When everyone's models are trained on the same public web, the edge is proprietary data. Where to invest - and where it won't pay back.
The technological epoch is witnessing a seismic shift, with Artificial Intelligence driving change. Foundation models like GPT-4 and Claude are not only proving AI's prowess - they are also prompting introspection about market dynamics.
The primary question that arises: Is AI's heavy reliance on public data leading to a race to the bottom? Or, more precisely - is competitive advantage in AI being competed away as every player trains on the same internet?
Historically, market commodification follows a familiar pattern. As an input becomes universally available, the value migrates elsewhere. Compute went through this cycle. Cloud went through it. Data is starting to.
For AI, the input that is rapidly commodifying is the public web. Every major model is now trained on a recognisable corpus - some books, some Common Crawl, some Reddit, some Wikipedia. The differences between models on general knowledge are shrinking. The differences will continue to shrink.
If that is where the contest is, then yes - it is a race to the bottom.
But it is not where the contest moves.

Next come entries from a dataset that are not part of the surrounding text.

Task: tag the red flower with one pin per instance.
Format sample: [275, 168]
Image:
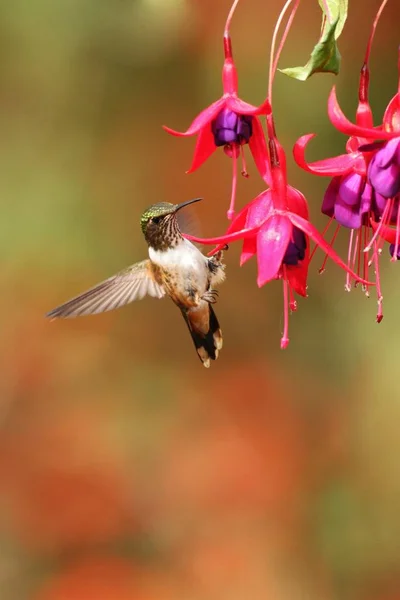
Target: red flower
[350, 199]
[229, 122]
[275, 227]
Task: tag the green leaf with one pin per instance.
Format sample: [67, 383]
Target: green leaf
[325, 57]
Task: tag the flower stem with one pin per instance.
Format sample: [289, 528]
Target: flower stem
[227, 37]
[285, 336]
[274, 58]
[231, 211]
[379, 315]
[372, 34]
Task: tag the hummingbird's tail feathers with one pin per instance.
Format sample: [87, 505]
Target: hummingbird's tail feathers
[205, 331]
[130, 284]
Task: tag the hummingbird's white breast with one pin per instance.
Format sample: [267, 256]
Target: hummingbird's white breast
[186, 262]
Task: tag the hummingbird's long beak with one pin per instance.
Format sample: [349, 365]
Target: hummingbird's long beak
[182, 204]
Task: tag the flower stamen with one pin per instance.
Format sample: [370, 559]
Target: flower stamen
[285, 336]
[231, 211]
[244, 172]
[322, 268]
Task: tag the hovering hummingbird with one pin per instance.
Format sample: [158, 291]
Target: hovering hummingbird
[175, 268]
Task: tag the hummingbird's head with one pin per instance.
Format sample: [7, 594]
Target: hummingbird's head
[160, 226]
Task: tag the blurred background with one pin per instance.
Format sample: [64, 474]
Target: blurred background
[127, 470]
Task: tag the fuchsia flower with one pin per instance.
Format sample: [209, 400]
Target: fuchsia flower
[275, 226]
[229, 122]
[351, 198]
[384, 176]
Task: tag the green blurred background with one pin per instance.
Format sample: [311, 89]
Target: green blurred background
[127, 470]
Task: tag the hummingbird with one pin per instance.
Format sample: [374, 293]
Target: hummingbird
[175, 268]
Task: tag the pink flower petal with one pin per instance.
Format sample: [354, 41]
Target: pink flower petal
[258, 149]
[385, 232]
[391, 118]
[205, 146]
[259, 210]
[297, 202]
[202, 120]
[223, 239]
[329, 167]
[310, 230]
[272, 242]
[297, 276]
[341, 122]
[243, 108]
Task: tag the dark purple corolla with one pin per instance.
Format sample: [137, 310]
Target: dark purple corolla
[348, 199]
[296, 249]
[384, 169]
[230, 128]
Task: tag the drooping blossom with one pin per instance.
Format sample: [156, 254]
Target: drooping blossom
[230, 123]
[384, 169]
[350, 199]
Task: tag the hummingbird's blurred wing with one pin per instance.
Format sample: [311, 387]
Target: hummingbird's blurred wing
[133, 283]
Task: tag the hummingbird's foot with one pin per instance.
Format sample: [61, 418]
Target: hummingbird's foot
[210, 296]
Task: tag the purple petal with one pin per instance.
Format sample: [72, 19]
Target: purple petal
[366, 199]
[350, 189]
[226, 119]
[385, 181]
[272, 242]
[331, 193]
[346, 215]
[388, 154]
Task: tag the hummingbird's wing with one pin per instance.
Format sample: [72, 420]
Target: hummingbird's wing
[133, 283]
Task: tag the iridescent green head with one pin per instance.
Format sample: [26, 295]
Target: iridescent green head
[156, 213]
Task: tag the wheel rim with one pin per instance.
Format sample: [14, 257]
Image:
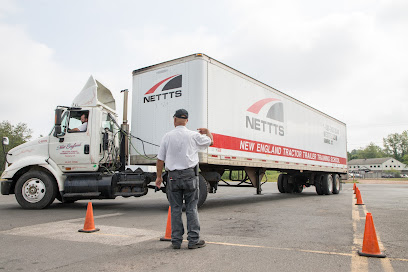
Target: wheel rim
[33, 190]
[330, 185]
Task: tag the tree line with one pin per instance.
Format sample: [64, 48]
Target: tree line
[395, 145]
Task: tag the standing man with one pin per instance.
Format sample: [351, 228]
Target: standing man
[179, 150]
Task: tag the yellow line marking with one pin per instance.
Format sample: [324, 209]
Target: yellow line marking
[283, 248]
[109, 234]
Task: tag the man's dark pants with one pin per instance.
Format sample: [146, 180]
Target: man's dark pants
[183, 184]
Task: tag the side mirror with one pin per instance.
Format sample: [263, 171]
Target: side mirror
[5, 141]
[58, 120]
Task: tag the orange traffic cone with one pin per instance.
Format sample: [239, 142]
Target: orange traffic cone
[167, 235]
[359, 200]
[370, 242]
[89, 225]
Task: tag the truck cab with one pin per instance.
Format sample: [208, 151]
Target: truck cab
[83, 143]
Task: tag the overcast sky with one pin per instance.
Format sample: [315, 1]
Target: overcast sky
[347, 58]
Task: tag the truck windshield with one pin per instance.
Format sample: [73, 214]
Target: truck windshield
[78, 121]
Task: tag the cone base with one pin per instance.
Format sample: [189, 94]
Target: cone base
[371, 255]
[88, 231]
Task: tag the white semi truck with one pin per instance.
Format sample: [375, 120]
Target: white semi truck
[255, 128]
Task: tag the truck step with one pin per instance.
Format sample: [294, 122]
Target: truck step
[129, 194]
[92, 194]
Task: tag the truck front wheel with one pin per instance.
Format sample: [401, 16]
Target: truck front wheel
[327, 184]
[35, 190]
[336, 184]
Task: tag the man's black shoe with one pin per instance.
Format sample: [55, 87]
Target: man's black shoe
[199, 244]
[175, 246]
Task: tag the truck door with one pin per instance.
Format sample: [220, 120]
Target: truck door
[71, 150]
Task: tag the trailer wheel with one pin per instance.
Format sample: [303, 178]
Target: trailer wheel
[336, 184]
[203, 191]
[327, 184]
[288, 187]
[318, 184]
[280, 184]
[298, 188]
[35, 190]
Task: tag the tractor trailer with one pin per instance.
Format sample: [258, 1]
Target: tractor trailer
[255, 128]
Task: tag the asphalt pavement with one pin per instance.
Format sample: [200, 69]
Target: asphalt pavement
[243, 231]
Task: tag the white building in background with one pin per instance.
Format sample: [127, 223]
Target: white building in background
[376, 166]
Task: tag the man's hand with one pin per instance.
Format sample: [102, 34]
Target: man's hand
[203, 130]
[159, 181]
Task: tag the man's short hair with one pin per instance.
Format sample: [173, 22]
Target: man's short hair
[181, 113]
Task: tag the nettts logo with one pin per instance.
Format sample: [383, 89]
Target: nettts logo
[167, 91]
[268, 120]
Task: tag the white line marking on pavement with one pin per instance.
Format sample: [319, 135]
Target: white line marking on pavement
[68, 230]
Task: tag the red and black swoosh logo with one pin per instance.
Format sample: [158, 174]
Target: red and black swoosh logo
[167, 83]
[275, 111]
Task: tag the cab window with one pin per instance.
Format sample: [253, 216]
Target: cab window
[78, 121]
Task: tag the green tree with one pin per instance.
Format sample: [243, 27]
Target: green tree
[369, 152]
[17, 135]
[396, 145]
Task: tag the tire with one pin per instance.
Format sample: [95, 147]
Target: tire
[327, 184]
[298, 188]
[35, 190]
[336, 184]
[288, 187]
[280, 183]
[318, 184]
[203, 191]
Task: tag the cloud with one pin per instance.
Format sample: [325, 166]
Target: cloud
[31, 82]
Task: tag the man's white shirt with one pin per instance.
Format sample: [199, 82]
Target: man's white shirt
[179, 148]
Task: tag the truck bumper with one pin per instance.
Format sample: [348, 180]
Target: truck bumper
[6, 187]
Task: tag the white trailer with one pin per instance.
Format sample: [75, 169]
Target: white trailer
[255, 127]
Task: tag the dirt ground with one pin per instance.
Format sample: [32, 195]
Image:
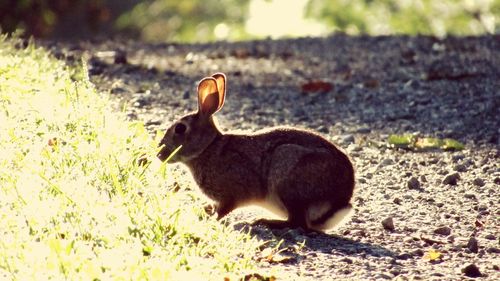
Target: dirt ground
[419, 215]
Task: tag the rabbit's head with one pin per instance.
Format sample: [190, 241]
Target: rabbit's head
[196, 131]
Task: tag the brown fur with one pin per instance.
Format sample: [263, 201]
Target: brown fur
[286, 169]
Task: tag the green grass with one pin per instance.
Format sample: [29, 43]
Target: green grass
[76, 204]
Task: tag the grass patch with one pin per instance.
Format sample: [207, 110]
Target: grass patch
[414, 142]
[74, 201]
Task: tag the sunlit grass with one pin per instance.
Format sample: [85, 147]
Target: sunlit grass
[75, 202]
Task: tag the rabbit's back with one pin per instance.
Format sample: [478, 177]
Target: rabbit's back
[271, 166]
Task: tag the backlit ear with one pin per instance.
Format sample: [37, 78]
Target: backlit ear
[208, 96]
[220, 78]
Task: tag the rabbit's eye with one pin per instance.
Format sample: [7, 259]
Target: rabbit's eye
[180, 128]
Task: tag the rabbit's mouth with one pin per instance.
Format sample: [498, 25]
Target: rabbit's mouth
[164, 153]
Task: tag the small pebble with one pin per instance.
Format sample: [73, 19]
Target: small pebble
[460, 168]
[388, 224]
[413, 183]
[451, 179]
[478, 182]
[470, 196]
[417, 252]
[363, 130]
[493, 250]
[471, 270]
[387, 162]
[490, 236]
[347, 139]
[444, 230]
[473, 245]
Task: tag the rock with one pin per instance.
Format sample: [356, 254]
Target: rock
[347, 139]
[478, 182]
[493, 250]
[490, 236]
[404, 256]
[417, 253]
[471, 270]
[444, 230]
[363, 130]
[388, 224]
[413, 183]
[346, 260]
[473, 245]
[457, 157]
[451, 179]
[470, 196]
[386, 162]
[460, 168]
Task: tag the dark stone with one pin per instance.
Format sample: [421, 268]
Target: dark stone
[472, 271]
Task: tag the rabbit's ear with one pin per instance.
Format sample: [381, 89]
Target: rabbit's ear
[208, 96]
[220, 78]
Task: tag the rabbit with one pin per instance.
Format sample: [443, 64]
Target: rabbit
[294, 173]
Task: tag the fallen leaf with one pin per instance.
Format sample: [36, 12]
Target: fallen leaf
[258, 277]
[432, 255]
[316, 86]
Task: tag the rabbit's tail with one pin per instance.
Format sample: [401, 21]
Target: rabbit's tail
[335, 217]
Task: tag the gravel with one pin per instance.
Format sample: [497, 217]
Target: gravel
[444, 202]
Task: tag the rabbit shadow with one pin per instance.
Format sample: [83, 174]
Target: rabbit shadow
[317, 242]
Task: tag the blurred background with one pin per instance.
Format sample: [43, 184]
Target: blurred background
[233, 20]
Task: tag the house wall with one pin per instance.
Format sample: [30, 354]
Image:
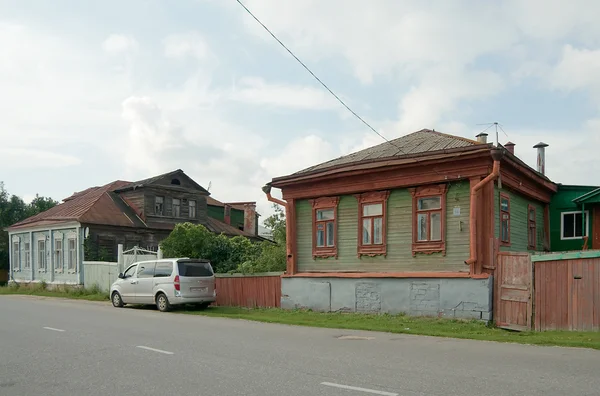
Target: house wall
[399, 256]
[519, 226]
[452, 297]
[52, 274]
[561, 202]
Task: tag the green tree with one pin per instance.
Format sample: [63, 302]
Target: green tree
[12, 210]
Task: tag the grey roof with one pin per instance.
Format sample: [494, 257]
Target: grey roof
[419, 142]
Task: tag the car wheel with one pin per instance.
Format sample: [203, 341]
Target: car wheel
[117, 300]
[162, 303]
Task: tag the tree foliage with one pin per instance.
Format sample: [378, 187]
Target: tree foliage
[12, 210]
[237, 254]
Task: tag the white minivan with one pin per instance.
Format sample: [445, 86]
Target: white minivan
[166, 282]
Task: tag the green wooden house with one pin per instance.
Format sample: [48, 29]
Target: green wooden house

The contest moves to proprietary data: the data that only one operator has, that no public model can replicate, and that materially improves the answer to the questions that operator's customers ask.
For a retailer, that is the shelf - in real time, with provenance. For a hospital, it is patient outcomes longitudinally. For a finance firm, it is trade flow patterns nobody else sees.
An AI assistant on top of public data is a hallucinator. An AI assistant on top of high-quality proprietary data is an analyst. Same model, different game. The two are not on the same product roadmap, and the gap between them is widening every quarter.
For retailers thinking about where to invest in AI right now, the answer is not "buy a bigger model". The answer is: get your data right first. Verified at the source. Governed in the share. Bounded in the question.
The retailers who own their data, and govern it well, will have AI assistants that work. The retailers who do not will keep buying ever-bigger models and getting ever-more-confident wrong answers.
That is not a race to the bottom. It is the race that matters. The investment that pays back is the data layer underneath the model - not the model itself.